Publié le 19 octobre 2014 par Francisrichard @francisrichard

Le 19 octobre 2014 est dans l'Eglise catholique le dimanche de la Mission universelle. L'évangile du jour est celui du dialogue entre le Christ et les Pharisiens qui lui demandent s'il est permis de payer l'impôt à l'empereur:

""Montrez-moi la monnaie de l'impôt."

Ils lui présentèrent une pièce d'argent. Il leur dit:

"Cette effigie et cette légende, de qui sont-elles?"

"De l'empereur César", répondirent-ils.

Alors il leur dit:

"Rendez donc à César ce qui est à César, et à Dieu ce qui est à Dieu.""

Cette répartie subtile du Christ, déjouant le piège tendu par ses interlocuteurs hypocrites, fonde, avec cette autre phrase, prononcée par le Christ à l'adresse de Pilate: "Mon Royaume n'est pas de ce monde.", la disjonction chrétienne du politique et du religieux, pour reprendre l'expression lumineuse qu'emploie Jean-Louis Harouel dans son livre Le vrai génie du christianisme, lequel commente:

"En plaçant Dieu et César sur deux plans distincts, en situant leurs royaumes respectifs à des niveaux tellement différents, Jésus a posé les bases de leur existence séparée et non nécessairement conflictuelle. Il a marqué à la fois leur différenciation et leur possible coexistence. Du fait que le royaume de Dieu n'est pas de ce monde, il n'y a pas de concurrence terrestre de Dieu et César. Dès lors, payer l'impôt exigé ne devait pas poser de problème."

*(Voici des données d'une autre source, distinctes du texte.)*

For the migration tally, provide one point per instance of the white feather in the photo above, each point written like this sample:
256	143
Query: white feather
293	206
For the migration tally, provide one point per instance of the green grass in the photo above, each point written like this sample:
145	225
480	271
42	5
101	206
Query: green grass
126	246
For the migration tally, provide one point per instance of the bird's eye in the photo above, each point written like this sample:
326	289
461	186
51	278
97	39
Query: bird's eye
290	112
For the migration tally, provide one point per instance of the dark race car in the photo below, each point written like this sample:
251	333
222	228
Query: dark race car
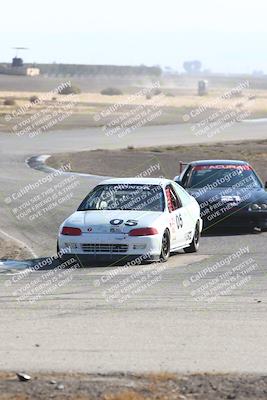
229	193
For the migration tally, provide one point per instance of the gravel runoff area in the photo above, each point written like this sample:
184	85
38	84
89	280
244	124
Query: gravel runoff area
160	161
10	249
160	386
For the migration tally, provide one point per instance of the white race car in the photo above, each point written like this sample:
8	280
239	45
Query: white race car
132	217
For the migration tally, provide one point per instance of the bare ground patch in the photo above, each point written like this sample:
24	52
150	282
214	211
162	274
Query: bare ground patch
12	250
162	386
138	161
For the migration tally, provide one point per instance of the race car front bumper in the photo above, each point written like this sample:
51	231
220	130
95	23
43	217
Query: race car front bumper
111	246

Jean-Louis Harouel ajoute:

"Là est vraiment la source de la distinction entre le politique et le religieux, de la sécularisation de l'intelligence et de la vie au sein de la société, de la libération de la pensée et de la vie sociale par rapport au religieux."

Rien de tel dans l'islam.

Jean-Louis Harouel cite Rémi Brague:

"Pour l'islam, la séparation du politique et du religieux n'a pas le droit d'exister. Elle est même choquante, car elle passe pour un abandon de l'humain au pouvoir du mal, ou une relégation de Dieu hors de ce qui lui appartient. La cité idéale doit être ici-bas. En principe, elle y est même déjà: c'est la cité musulmane."

(La loi de Dieu, 416 pages, Gallimard, 2005)

Ayant lu au petit jour le récit de la conversion, de l'islam au Christ, de Nadia Piccard, j'ai tout naturellement pensé à ces passages du livre de Jean-Louis Harouel pendant l'office du jour.

Car, dans Et elle s'est emparée du Royaume, tout juste réédité ce mois-ci par Pierre Téqui Editeur, l'auteur raconte que c'est l'absence de libertés individuelles en islam, où spirituel et temporel sont intriqués, qui l'a conduite peu à peu à vouloir s'en affranchir.

Nadia est née en Algérie, à la wilaya de Tipaza, juste avant l'indépendance de l'Algérie. Son père décide de partir, sans un sou en poche, pour la métropole, elle ne sait pas pourquoi:

"Il voulait sans doute réussir puis revenir, fortune faite. Il ne comprenait pas vraiment la situation politique. Les Français et les Algériens avaient jusque là travaillé ensemble, sans trop de problèmes..."

Si son père ne s'occupe pas d'elle - elle n'est qu'une fille - mais de ses frères, sa mère prend soin d'elle, surtout lors des grandes fêtes.

A cinq ans, Nadia a un premier contact avec la religion catholique en la personne d'un vieux monsieur, qui les appelle, elle et son frère Youssef, à écouter le chant mélodieux des oiseaux. Le monsieur aux oiseaux est le curé d'une église qui se trouve sur le chemin de leur école:

"Il ne nous a jamais proposé d'entrer dans son église. Mes parents avaient leur foi musulmane, et chacun avait son Dieu."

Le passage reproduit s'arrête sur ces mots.